È inutile scrivere che chi ha fatto queste scelte non lavorerebbe alle stesse condizioni, come è inutile dire che una paga del genere toglie qualsiasi dignità alla persona. E ciò perché, semplicemente, non permette di mangiare, pagare le bollette, la benzina ecc.
Ma è giusto scriverlo, perché, come già detto, qua non sono in gioco opinioni politiche ma la dignità delle persone, e su quelle non si dovrebbe mai tacere.
E di persone che in questo paese stanno perdendo la dignità per questioni simili, ce ne sono sempre di più. E cosa facciamo, le puniamo perché sono costrette a lavorare in nero? Perché sono portate allo stremo e rischiano di diventare ladri?
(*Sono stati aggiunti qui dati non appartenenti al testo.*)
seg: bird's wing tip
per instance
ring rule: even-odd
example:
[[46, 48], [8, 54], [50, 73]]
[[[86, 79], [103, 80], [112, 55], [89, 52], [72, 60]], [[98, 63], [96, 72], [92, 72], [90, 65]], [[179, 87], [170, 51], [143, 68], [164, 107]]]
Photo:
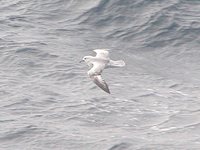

Non è fantascienza questa: è la realtà dei fatti.
L’articolo 36 della nostra Costituzione, sempre che a qualcuno interessi ancora, recita: “Il lavoratore ha diritto ad una retribuzione proporzionata alla quantità e qualità del suo lavoro e in ogni caso sufficiente ad assicurare a sé e alla famiglia un’esistenza libera e dignitosa”.
Non è forse questo il momento per liberarsi da dottrine politiche, dogmi ideologici, pregiudizi, e guardare negli occhi – insieme e come esseri umani – questa miseria?